Le petit vieillard se montra aussitôt, toujours souriant.

– Djinno ! Tu vois M. Roland de Saint-André, fils du maréchal, gentilhomme brillant de cette brillante cour du roi Henri II. Explique-lui où se trouvent les millions de son père et comment il peut les prendre dès cette nuit, s’il veut…

– Des millions ! Dès cette nuit ! balbutia Saint-André.

– C’est facile. M. le maréchal a caché le trésor qu’il a acquis par de longs et honorables travaux dans l’angle gauche de la troisième cave de son hôtel. Seul il a le moyen d’entrer dans cette cave sans porte apparente… mais l’hôtel est adossé aux murs de l’enceinte. Les murs de ses caves, du côté des fossés Mercœur, sont les murs mêmes de Paris. Il a fait pratiquer par un maçon une sorte de trou, d’armoire, dans le mur, à l’angle gauche. Lorsque le maçon eut terminé son travail, il l’étendit d’un coup de dague et le maçon fut enterré dans la cave… Alors il fit venir un forgeron, et lui fit exécuter une porte de fer pour fermer son armoire. Quand la porte fut placée, l’homme rejoignit le maçon : il y a deux tombes dans la troisième cave de M. le maréchal.

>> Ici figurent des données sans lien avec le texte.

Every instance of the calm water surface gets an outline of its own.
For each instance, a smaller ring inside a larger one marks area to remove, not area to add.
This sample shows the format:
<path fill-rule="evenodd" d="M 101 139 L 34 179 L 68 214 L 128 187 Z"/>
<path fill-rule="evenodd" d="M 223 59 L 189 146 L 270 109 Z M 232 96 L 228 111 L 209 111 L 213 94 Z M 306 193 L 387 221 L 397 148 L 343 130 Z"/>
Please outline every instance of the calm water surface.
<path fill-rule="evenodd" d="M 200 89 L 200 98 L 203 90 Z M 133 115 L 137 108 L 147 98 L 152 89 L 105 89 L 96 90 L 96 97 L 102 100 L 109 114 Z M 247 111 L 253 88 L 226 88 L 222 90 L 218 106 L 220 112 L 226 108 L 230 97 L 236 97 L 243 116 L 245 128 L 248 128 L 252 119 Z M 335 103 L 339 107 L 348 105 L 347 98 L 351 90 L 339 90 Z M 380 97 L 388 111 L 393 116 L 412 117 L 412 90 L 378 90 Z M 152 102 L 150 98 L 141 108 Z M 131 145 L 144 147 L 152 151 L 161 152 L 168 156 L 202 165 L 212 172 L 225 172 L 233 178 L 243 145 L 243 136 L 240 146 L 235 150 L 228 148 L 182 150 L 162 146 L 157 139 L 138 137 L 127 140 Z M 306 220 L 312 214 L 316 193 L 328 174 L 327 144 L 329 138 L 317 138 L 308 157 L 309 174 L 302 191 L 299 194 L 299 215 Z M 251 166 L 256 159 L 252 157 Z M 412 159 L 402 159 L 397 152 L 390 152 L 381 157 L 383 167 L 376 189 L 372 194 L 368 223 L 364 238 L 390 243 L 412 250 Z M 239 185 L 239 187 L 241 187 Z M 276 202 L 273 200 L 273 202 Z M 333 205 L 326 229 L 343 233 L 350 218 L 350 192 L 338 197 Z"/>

Roland écumait. Il tourmentait le manche de sa dague.

– Ensuite ! hurla-t-il.

– Il n’y a pas d’eau dans les fossés de Mercœur. Supposez qu’une charrette attelée d’un solide cheval attende vos ordres sur le talus des fossés de Mercœur, que quatre vigoureux gaillards dévoués, muets, sourds, mais non aveugles, attendent vos ordres, dans le fond des fossés où il n’y a pas d’eau. Supposez que quelqu’un ait mesuré sur la face de la muraille qui surplombe les fossés la place correspondant à la fameuse armoire… Supposez enfin qu’on ait là, creusé une sorte de boyau qu’on a dissimulé en attendant votre visite ! Eh bien, le boyau aboutit à la fameuse armoire, non pas par devant, certes… mais par derrière ! Vous entrez dans le boyau, vous faites transporter les six millions par les quatre gaillards dans la charrette, et avant trois heures le trésor repose tranquillement chez vous. Voilà !

Djinno partit d’un éclat de rire aigre, strident, et se frotta les mains avec vivacité. Roland s’était levé, livide. Nostradamus avait disparu… Le fils du maréchal râla :

– Et vous pouvez me conduire à l’endroit…

– Où se trouve le boyau ? Où vous attend la charrette ? Où vous attendent les quatre gaillards ? Tout de suite.

Djinno s’élança et on entendit son rire aigre qui se perdait au loin. Roland se rua derrière lui, hurlant en lui-même :

– À moi les millions ! À moi Florise ! À moi les jouissances de la vie ! Et malheur à qui se trouvera sur ma route.